Germano

Personal information
- Full name: José Germano de Sales
- Date of birth: 25 March 1942
- Place of birth: Conselheiro Pena
- Date of death: 4 October 1997 (aged 55)
- Place of death: Conselheiro Pena
- Height: 1.68 m (5 ft 6 in)
- Position: Left winger

Senior career*
- Years: Team / Apps / (Gls)
- 1959–1962: Flamengo / 87 / (17)
- 1962–1966: AC Milan / 2 / (2)
- 1962–1963: → Genoa (loan) / 12 / (2)
- 1965–1966: → Palmeiras (loan) / 26 / (6)
- 1966–1968: Standard de Liège

International career
- 1959: Brazil / 8 / (4)

Medal record
Men's Football
Representing Brazil
Pan American Games
| Silver medal – second place | 1959 Chicago |  |

= Germano (footballer, born 1942) =

Brazilian footballer

José Germano de Sales (25 March 1942 – 4 October 1997) was a Brazilian footballer.

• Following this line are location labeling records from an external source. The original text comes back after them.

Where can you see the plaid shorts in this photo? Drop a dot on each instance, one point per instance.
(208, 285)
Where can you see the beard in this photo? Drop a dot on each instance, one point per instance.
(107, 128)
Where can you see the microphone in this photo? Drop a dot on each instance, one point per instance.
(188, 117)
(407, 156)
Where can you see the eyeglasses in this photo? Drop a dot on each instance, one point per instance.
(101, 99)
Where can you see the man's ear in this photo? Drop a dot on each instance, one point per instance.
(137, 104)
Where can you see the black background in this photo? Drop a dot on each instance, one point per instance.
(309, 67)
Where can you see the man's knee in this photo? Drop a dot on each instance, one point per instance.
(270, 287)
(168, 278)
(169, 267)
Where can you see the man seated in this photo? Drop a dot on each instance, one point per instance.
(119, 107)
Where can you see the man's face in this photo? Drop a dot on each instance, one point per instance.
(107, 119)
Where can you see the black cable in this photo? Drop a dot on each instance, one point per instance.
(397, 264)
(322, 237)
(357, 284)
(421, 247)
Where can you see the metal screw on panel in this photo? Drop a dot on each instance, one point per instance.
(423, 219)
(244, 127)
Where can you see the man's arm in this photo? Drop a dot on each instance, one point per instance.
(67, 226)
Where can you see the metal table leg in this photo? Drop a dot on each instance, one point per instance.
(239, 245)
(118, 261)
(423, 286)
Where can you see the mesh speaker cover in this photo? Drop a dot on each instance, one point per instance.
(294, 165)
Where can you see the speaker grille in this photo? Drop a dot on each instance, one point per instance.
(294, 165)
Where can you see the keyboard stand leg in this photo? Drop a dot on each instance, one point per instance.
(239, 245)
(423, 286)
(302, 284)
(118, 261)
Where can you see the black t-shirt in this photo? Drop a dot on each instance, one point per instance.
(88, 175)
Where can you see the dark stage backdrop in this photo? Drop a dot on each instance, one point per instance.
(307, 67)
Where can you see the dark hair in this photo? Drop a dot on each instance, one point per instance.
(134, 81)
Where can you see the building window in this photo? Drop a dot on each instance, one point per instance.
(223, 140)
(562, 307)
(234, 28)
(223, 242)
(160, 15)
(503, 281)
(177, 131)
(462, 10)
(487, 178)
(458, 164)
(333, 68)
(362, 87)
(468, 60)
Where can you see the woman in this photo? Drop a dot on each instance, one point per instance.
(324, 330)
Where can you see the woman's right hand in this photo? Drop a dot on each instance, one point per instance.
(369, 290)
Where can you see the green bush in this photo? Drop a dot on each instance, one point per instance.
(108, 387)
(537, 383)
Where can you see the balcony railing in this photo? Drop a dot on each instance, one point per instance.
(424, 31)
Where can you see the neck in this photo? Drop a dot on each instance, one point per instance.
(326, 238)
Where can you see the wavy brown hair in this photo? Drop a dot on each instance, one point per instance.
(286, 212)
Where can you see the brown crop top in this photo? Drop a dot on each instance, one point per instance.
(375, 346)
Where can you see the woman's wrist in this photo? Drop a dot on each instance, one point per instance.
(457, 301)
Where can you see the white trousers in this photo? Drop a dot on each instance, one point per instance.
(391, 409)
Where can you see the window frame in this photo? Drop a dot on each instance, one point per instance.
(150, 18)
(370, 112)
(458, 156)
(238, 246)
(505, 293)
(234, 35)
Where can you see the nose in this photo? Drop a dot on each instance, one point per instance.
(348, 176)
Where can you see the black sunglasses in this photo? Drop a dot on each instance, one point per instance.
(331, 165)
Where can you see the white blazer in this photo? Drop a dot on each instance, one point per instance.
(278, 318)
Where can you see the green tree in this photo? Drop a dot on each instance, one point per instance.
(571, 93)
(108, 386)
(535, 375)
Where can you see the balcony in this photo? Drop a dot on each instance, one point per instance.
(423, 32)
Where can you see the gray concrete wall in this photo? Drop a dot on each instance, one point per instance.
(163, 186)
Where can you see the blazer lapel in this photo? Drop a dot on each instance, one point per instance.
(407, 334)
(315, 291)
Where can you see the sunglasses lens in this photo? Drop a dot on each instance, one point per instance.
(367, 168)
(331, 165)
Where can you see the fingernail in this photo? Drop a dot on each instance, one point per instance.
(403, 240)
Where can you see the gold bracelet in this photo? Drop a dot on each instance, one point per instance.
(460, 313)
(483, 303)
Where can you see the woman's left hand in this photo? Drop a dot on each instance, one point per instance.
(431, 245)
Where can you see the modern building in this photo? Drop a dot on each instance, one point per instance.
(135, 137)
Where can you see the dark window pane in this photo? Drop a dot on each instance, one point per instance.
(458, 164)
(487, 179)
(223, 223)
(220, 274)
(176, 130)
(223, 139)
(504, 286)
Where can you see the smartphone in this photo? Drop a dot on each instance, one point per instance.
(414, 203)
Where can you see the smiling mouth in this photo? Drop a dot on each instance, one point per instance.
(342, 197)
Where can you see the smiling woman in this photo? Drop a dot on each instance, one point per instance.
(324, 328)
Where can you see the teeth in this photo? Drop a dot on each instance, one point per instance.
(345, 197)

Having been transferred to AC Milan from Flamengo in the summer of 1962 at the age of 20, he became the first ever black player to play for the Italian club. Despite a very successful start (3 goals in 5 games), he was soon loaned out to Genoa in November 1962, where he spent the rest of that season with 12 games and 2 goals for the Genoese club.

Germano also represented the Brazil national team at the 1959 Pan American Games, where the team won the silver medal.